Shettima made the appeal on Friday while speaking at a high-level side event titled “Building Africa’s Health Security Sovereignty” held alongside the 39th Ordinary Session of the Assembly of Heads of State and Government of the African Union in Addis Ababa, Ethiopia.
Representing President Bola Ahmed Tinubu at the summit, the Vice President stressed that health security must become a measurable priority for African nations. He said progress should be reflected in tangible outcomes such as factories commissioned, laboratories accredited, health workers trained, counterfeit drug markets dismantled, and expanded insurance coverage.
According to him, Africa’s future depends on its ability to build internal capacity rather than depend on external support.
“When history reflects on this generation of African leadership, may it record that when confronted with vulnerability, we chose capacity; when confronted with dependence, we chose dignity; and when confronted with uncertainty, we chose cooperation,” he said. “In choosing cooperation, we built a continent that could heal itself.”
Shettima warned that the continent’s experience during global health crises, particularly the COVID-19 pandemic, exposed the dangers of vulnerability. He noted that while other regions turned inward to protect their interests, African countries were left negotiating for limited vaccines and medical supplies.
He emphasised that health security should be treated as a matter of national and continental security.
“A virus does not carry a passport. A counterfeit medicine does not respect a border. A pandemic does not wait for bureaucracy,” he stated.
Highlighting Nigeria’s response to health challenges under President Tinubu’s administration, Shettima outlined ongoing reforms aimed at strengthening the country’s health system.
He disclosed that in December 2023, Nigeria launched the Nigeria Health Sector Renewal Investment Initiative, which secured over $2.2 billion in commitments tied to measurable health outcomes. The initiative aims to renovate and revitalise more than 17,000 primary healthcare centres nationwide, train 120,000 frontline health workers, and expand health insurance coverage within three years through reforms spearheaded by the National Health Insurance Authority.
He explained that financial protection through expanded insurance coverage is just as important as infrastructure in achieving true health sovereignty.
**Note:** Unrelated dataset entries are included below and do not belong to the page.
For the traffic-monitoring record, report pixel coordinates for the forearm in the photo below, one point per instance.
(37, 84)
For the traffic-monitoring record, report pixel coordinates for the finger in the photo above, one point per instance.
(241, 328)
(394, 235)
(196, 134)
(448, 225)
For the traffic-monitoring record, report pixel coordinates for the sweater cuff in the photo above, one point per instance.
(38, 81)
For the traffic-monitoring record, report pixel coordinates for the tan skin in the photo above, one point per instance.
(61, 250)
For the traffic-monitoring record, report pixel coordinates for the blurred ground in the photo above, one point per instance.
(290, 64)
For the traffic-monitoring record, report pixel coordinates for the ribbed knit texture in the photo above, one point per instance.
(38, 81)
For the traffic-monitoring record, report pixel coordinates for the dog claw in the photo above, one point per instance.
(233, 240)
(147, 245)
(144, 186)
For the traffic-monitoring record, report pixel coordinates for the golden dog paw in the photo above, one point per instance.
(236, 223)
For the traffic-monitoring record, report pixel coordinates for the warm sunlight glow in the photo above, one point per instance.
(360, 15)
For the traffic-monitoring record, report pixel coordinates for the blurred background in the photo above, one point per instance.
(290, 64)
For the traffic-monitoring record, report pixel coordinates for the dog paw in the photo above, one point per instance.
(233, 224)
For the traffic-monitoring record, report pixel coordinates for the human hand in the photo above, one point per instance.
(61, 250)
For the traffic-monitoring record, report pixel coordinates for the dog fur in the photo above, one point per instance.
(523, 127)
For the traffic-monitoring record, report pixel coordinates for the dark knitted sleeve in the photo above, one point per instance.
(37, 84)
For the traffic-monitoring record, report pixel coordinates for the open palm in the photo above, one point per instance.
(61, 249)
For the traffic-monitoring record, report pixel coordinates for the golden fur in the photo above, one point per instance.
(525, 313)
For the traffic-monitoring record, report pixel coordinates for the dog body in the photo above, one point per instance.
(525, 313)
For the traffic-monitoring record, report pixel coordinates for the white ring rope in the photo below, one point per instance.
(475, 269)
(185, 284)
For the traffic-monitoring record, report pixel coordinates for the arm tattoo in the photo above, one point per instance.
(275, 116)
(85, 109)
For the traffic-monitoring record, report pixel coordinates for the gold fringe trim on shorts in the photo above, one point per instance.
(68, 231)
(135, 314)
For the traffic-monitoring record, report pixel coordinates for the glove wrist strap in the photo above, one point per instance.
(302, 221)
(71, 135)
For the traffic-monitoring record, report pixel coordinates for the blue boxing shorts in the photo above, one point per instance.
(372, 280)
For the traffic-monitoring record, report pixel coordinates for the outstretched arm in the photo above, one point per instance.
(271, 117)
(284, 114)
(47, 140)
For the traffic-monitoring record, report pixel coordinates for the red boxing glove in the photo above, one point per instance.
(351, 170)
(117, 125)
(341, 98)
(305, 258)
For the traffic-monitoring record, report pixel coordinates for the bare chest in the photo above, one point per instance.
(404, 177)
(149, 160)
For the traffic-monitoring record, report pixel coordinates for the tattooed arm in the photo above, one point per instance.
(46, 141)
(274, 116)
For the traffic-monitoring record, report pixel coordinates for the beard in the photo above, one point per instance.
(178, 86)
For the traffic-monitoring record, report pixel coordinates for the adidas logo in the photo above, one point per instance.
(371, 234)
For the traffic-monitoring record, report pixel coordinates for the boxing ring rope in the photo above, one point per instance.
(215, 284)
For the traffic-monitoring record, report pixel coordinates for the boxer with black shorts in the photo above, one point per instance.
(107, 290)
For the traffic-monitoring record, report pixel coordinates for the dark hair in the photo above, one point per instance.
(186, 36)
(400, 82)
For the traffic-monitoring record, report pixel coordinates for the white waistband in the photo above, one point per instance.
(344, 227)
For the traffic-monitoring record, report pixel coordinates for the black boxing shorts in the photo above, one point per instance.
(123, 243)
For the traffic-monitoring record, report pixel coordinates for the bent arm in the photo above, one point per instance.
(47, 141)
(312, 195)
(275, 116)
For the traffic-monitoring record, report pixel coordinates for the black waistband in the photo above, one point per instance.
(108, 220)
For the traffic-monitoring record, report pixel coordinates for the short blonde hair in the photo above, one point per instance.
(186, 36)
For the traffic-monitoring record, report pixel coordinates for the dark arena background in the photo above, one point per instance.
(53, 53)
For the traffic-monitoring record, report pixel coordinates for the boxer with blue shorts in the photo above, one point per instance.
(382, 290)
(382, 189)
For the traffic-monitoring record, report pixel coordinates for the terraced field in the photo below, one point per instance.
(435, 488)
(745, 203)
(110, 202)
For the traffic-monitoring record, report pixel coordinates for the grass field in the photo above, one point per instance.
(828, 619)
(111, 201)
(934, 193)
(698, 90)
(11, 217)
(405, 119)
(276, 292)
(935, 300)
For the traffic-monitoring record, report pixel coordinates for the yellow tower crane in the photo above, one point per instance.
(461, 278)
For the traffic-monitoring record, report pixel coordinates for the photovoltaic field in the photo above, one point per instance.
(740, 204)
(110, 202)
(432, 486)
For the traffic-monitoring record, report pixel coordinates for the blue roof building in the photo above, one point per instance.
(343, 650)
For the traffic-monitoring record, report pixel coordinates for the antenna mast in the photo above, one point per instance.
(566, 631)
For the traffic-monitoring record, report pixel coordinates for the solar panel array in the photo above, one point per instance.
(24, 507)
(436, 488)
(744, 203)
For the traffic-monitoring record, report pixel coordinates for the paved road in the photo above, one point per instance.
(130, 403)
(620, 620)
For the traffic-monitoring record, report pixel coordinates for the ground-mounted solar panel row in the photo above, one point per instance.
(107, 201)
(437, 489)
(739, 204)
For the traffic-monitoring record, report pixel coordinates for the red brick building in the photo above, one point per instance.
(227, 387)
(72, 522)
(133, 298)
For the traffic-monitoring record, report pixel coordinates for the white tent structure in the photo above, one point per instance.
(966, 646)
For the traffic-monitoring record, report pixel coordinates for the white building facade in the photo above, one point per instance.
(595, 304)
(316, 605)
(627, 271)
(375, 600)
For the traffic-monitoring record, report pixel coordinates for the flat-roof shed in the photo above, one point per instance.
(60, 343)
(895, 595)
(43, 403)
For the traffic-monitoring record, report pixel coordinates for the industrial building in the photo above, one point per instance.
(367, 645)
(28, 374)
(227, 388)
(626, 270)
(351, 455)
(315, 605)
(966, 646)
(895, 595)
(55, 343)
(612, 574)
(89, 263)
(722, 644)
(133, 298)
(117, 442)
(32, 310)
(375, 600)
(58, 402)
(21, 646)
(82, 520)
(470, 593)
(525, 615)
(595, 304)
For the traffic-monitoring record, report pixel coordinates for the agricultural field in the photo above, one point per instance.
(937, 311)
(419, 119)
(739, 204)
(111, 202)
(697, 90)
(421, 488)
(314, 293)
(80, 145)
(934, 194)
The Vice President also referenced the Presidential Initiative to Unlock the Healthcare Value Chain, designed to boost local pharmaceutical manufacturing and reduce dependence on imported medical products.
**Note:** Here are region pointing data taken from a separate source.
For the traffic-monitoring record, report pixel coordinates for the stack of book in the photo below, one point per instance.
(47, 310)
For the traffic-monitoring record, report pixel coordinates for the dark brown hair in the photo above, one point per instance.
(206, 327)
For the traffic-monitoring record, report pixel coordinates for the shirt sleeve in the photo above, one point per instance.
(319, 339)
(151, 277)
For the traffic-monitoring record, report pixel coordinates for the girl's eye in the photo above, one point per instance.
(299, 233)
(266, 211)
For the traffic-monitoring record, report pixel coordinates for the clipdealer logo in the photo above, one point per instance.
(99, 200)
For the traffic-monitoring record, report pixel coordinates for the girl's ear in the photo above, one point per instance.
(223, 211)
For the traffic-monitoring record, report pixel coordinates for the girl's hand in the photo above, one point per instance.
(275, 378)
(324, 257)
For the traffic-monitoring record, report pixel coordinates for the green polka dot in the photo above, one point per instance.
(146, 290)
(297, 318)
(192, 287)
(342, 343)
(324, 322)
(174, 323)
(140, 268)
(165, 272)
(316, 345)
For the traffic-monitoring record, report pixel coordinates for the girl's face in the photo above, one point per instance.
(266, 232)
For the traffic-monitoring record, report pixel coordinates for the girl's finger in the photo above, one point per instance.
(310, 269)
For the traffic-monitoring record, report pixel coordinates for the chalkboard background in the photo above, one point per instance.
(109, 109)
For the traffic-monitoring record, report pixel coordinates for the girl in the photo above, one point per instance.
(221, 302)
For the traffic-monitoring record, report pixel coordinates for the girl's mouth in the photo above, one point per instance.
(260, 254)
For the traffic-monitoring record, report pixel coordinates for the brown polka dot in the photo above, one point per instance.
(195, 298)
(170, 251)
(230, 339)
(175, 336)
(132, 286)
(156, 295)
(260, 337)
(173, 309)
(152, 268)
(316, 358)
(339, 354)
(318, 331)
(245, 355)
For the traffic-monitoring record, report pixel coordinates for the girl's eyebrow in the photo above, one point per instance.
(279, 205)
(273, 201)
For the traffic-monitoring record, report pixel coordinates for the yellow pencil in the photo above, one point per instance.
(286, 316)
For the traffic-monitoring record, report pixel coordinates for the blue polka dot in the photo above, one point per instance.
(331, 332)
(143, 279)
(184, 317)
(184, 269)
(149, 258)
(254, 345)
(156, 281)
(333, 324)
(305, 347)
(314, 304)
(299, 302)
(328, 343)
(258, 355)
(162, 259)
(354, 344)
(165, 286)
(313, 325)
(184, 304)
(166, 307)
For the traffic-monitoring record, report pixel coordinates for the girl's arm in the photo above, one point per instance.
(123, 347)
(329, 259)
According to him, Nigeria has strengthened epidemic intelligence and emergency preparedness systems, enabling quicker responses to disease outbreaks. He said the country is expanding laboratory networks, enhancing genomic surveillance, and reinforcing coordination at emergency operations centres through the Nigeria Centre for Disease Control and Prevention.
Shettima further noted that Nigeria has intensified regulatory oversight through the National Agency for Food and Drug Administration and Control. He said the agency is upgrading quality-control laboratories, tightening enforcement against substandard and falsified medicines, and simplifying processes for compliant manufacturers.
He reaffirmed Nigeria’s readiness to collaborate with other African nations to build a continent capable of responding effectively to health emergencies and reducing dependence on foreign intervention.